Apr 8th 2010, 08:07 AM
We lost 63% of our colonies in the winter 2008-9 a friend lost 348 colonies of 496. Beltsville could only say it was Nosma. No of the living were responding to the treatments for Apis. Thankfully we have Canadain friends, when trying to find help here in the and failing we turned to them. They in some ways are so far ahead of the US in bee research it makes us look backwards. Any way the university of Geluph had the answer for us with the treatments and a way to save the equipment. It was at least 6 months before I seen any thing here in the US about Creana. I think the first was out of UCLA Davies where Sue Colby went.

As for it likeing our northern climate I can't say for sure. I do know that to treat the equipment it takes heat. No one said to freeze the equipment so I am guessing cold doesn't effect it.

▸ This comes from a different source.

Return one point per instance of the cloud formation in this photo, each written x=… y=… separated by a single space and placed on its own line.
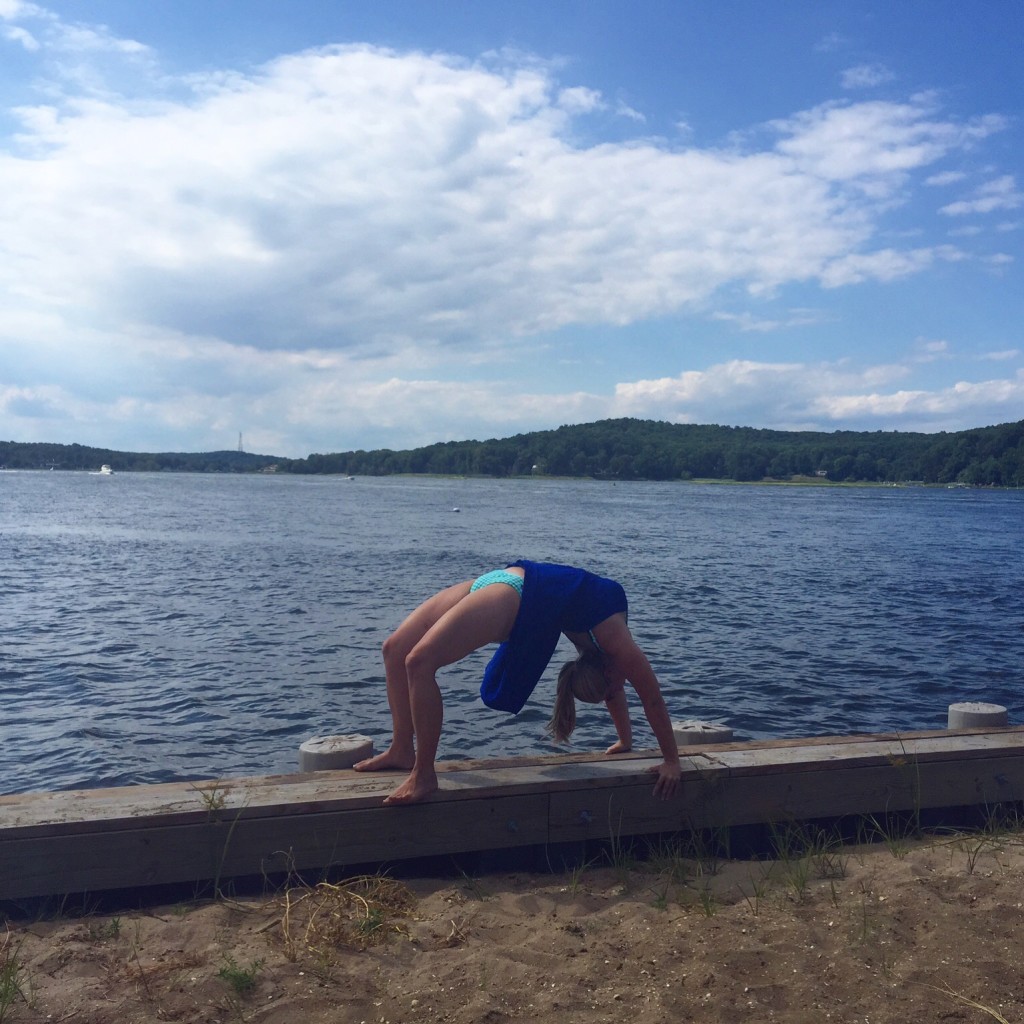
x=352 y=244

Our bee program at MSU is rather on the joke side now. The head of the dept spends more time in China than the US I think. I know that the MBA doesn't fund his programs like they used to.

:mrgreen: Al

Apr 8th 2010, 09:59 AM
Al,good pictures and sorry for your lose. The heat lamp method that you use would get a better coverage, but i have always taken a propane torch ( hand held) to the inside of the hive bodies on deadouts. Don't ask me why,i guess because i'm a retired firefighter and know that fire kills :confused: . I then spray each frame with bleach water after knocking all the dead bees out of the frames that i could get out. I didn't know if it helped or not, but it made me feel better. I guess i have a cruel side to, i love to hit those flat looking roaches that hide in my hive with the propane torch when they take off running. :mrgreen: Jack

Apr 9th 2010, 06:07 AM
Sorry about your loss, Al.

Did you feed a lot of sugar syrup? I noticed this spring that the hive I fed heavily was all streaked, and the hive I left on it's own was not. May have been the fact that the second was stronger/healthier, but I wondered if there was any connection between syrup ("fake food") and Nosema.

Apr 9th 2010, 08:41 AM
No the syrup feeding doesn't seen to be related to Nosma from every bit of information I was able to gather and read. It could I supect give them disentery though.

No need to scorch the hives if they get the 24 hours of 120F, and are washed in a bleach heavy mix.

:mrgreen: Al

Apr 12th 2010, 05:36 AM
Hobie writes:
Did you feed a lot of sugar syrup?

more than likely more related to the 'that the second was stronger/healthier' than the "fake food"... although the type of "fake food" would be important.